We'll also be using POSIX sockets, so the code we write should compile on Linux and MacOS.

§3.2 Connecting to a MongoDB Server in C

I confess I haven't done much socket programming in C. But referring to Beej's tutorial we can hack together minimal yet functional code to create a TCP socket connecting to our local MongoDB server.

// compile with gcc -o connect connect.c
#include <arpa/inet.h>  // inet_addr
#include <errno.h>      // errno
#include <stdio.h>      // printf
#include <sys/socket.h> // socket
#include <unistd.h>     // close

int main () {   
  // create a socket to a mongod instance on localhost port 27017
  struct sockaddr_in addr = {0};
  addr.sin_family = AF_INET;
  addr.sin_addr.s_addr = inet_addr("127.0.0.1");
  addr.sin_port = htons(27017);

  int socket_fd = socket(AF_INET, SOCK_STREAM, 0);
  if (socket_fd == -1) {
    printf("Could not create socket, errno=%d\n", errno);
    return -1;
  }

  // connect to the remote address, associating this socket
  int ret = connect (
    socket_fd, (struct sockaddr*)&addr, sizeof (struct sockaddr));

  if (ret != 0) {
    printf("Could not connect, errno=%d\n", errno);
    return 1;
  }

  printf ("Connected to mongod at 127.0.0.1 port 27017\n");
  close (socket_fd); 
}

connect.c - connecting to a single mongod

It's a little dense to look at, but really not a lot is going on. All we're doing is defining the address to connect to (127.0.0.1 on port 27017), attempting to create a TCP socket, then connecting this socket to this address.

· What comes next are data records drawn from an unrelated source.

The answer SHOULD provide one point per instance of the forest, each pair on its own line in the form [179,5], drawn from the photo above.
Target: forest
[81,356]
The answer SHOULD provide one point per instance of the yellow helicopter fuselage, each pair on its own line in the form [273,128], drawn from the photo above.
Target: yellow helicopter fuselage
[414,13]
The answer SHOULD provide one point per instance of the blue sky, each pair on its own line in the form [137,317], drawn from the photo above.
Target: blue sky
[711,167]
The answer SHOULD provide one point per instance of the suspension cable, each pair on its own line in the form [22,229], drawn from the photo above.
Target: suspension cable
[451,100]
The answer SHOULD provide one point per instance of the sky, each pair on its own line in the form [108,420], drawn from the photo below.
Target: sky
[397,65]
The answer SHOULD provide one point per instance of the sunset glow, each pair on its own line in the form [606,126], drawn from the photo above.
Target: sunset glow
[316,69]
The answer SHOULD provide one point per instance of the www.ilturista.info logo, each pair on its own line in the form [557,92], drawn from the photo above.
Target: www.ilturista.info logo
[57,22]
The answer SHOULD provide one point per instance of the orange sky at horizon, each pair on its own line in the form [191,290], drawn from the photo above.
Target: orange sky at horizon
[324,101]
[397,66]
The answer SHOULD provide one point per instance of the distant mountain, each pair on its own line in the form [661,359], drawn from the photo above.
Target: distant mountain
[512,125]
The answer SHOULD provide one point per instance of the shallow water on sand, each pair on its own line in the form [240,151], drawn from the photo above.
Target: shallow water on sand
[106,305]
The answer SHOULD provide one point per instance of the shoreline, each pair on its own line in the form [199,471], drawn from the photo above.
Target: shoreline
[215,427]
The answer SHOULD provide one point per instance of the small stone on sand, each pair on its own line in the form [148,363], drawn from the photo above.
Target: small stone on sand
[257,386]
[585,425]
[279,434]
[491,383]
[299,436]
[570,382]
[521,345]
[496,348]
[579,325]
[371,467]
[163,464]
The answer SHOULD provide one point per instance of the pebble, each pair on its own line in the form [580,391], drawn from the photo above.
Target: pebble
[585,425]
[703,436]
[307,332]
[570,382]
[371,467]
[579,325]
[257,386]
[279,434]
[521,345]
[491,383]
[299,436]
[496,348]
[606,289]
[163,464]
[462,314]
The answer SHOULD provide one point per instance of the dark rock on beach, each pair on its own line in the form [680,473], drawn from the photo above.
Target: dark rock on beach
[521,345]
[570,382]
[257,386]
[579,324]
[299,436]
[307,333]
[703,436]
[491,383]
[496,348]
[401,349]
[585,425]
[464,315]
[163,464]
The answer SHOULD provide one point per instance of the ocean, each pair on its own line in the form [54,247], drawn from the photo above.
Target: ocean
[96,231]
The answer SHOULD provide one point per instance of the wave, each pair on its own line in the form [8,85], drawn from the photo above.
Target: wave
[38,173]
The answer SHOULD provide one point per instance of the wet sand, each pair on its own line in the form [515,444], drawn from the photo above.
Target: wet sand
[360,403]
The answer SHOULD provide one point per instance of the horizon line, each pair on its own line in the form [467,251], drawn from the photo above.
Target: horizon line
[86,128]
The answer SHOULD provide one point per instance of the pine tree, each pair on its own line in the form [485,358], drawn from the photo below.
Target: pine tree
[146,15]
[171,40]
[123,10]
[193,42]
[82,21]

After compiling this with gcc -o connect connect.c and running ./connect we should hopefully see the connected message. This isn't much to see, but we can check the mongod log to see if our connection is being established.

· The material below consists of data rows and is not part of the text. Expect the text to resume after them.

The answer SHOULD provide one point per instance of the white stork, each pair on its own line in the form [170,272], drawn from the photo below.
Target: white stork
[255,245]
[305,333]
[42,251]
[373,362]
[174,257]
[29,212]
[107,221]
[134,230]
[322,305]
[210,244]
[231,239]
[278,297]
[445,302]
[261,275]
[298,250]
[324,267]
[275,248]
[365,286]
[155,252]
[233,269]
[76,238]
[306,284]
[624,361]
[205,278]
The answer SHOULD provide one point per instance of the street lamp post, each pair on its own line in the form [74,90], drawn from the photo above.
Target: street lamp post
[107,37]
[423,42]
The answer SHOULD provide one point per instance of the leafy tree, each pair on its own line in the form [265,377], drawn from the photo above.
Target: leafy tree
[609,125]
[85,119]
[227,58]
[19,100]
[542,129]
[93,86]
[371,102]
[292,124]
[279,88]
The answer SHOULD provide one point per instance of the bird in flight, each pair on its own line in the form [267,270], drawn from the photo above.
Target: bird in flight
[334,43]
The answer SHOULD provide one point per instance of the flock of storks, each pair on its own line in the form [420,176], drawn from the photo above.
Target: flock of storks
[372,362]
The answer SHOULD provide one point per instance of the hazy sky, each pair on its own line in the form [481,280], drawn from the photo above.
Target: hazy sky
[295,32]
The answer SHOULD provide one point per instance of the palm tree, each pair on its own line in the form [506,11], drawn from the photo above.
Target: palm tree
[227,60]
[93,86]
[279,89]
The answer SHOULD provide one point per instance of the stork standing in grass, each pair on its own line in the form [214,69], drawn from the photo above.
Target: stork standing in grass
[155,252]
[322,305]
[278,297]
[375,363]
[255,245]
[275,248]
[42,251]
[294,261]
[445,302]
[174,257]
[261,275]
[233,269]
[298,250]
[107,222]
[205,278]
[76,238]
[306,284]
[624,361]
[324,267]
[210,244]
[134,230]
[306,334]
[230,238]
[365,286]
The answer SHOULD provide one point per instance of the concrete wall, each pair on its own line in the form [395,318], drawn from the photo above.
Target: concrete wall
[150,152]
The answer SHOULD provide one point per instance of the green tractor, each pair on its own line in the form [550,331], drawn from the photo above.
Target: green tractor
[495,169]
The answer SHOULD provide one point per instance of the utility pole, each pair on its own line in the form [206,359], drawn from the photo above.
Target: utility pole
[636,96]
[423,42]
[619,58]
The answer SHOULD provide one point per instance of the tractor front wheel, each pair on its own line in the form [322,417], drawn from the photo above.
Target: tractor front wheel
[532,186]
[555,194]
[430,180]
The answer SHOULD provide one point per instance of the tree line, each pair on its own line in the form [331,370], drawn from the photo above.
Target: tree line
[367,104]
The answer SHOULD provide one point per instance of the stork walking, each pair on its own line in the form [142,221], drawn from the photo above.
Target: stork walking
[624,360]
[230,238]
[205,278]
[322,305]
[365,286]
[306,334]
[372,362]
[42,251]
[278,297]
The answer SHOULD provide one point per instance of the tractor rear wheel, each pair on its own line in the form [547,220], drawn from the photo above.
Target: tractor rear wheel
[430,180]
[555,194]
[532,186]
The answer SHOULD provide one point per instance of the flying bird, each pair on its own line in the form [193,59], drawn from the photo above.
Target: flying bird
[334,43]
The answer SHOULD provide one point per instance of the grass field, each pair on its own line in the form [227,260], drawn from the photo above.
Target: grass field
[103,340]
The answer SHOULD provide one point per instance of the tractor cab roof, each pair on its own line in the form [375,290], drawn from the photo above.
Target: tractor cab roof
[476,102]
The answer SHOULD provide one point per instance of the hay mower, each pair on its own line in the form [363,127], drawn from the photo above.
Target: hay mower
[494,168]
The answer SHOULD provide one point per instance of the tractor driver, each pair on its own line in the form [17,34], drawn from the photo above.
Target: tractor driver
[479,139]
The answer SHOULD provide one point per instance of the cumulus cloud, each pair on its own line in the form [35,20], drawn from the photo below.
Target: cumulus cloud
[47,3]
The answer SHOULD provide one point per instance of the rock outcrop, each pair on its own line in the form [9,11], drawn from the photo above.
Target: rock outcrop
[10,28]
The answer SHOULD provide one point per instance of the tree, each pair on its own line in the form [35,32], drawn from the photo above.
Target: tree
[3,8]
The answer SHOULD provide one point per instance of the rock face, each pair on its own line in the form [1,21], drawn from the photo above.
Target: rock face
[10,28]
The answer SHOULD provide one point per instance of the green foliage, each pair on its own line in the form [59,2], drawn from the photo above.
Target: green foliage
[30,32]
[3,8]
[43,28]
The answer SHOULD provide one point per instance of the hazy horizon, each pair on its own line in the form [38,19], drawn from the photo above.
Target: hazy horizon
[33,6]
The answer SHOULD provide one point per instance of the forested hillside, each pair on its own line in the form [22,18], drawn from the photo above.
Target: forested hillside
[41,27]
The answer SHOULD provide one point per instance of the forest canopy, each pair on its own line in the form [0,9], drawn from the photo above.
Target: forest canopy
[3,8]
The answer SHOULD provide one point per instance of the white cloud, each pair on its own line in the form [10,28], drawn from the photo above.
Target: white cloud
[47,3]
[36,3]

Woohoo! We're connecting to our mongod with only 30 lines of C. You may not have been as lucky and see an error message with an errno. In the shell use perror <errno> to get a error message from the number.

§3.3 Constructing our Message

Now that we're connecting, the next step is to send a message. But what kind of message are we supposed to send to insert a document?

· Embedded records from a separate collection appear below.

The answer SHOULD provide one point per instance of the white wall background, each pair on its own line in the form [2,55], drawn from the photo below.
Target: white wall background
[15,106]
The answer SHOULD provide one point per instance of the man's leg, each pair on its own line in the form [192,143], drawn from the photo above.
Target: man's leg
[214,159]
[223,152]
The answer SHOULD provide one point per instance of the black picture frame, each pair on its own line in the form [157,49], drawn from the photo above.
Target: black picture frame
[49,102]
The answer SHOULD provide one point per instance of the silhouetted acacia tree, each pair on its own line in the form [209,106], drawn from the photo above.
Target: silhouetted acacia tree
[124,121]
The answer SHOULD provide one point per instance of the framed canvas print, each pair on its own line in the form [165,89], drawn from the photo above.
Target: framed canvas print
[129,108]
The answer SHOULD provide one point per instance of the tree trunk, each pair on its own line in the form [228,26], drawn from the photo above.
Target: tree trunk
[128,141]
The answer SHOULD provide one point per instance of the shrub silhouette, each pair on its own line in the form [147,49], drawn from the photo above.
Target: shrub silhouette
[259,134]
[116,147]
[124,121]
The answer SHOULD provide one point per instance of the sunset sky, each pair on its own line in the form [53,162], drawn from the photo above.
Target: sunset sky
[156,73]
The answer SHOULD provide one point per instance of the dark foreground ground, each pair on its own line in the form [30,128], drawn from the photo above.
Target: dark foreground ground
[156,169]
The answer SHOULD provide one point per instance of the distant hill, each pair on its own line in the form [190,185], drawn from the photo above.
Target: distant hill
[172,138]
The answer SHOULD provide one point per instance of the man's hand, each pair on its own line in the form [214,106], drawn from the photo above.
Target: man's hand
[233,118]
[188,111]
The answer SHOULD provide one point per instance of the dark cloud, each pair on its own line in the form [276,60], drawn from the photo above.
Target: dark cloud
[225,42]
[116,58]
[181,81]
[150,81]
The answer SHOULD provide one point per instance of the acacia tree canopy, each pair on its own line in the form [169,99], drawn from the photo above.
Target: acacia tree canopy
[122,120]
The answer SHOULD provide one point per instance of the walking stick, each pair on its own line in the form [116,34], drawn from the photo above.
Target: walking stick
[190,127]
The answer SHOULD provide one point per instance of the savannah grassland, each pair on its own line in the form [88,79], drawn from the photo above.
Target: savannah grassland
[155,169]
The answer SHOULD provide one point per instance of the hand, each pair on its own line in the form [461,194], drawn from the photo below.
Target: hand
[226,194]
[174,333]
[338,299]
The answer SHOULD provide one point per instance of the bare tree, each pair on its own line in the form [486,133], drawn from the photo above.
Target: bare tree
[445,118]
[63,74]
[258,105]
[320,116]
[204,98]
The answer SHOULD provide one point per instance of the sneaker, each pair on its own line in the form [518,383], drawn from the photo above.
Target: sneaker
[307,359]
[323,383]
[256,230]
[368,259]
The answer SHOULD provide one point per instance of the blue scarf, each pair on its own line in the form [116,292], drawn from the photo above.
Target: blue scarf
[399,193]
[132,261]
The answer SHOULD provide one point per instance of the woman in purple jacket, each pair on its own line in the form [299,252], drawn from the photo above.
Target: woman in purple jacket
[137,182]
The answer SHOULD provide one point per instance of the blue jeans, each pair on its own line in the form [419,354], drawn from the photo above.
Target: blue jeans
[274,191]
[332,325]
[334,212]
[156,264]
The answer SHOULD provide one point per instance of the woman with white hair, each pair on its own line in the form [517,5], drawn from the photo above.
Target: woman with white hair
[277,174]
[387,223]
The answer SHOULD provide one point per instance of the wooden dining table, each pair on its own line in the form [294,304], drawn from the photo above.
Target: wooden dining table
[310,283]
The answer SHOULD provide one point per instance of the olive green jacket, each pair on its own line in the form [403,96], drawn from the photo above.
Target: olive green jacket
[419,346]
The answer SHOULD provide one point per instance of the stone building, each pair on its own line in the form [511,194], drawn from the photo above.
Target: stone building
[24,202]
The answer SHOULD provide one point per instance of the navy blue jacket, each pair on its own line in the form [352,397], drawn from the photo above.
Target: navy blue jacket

The MongoDB wire protocol defines the byte-by-byte messages that a driver and a server can send to each other. Taking a quick glance, OP_INSERT looks promising. But the warning at the top of that document says otherwise:

Starting with MongoDB 2.6 and maxWireVersion 3, MongoDB drivers use the database commands insert, update, and delete instead of OP_INSERT, OP_UPDATE, and OP_DELETE for acknowledged writes. Most drivers continue to use opcodes for unacknowledged writes.

In fact, since MongoDB 3.2 all messages (including find, getMore, killCursors) have been implemented in terms of database commands instead of using separate op codes. Ok, so what is a database command and how do we send one in MongoDB 3.5+?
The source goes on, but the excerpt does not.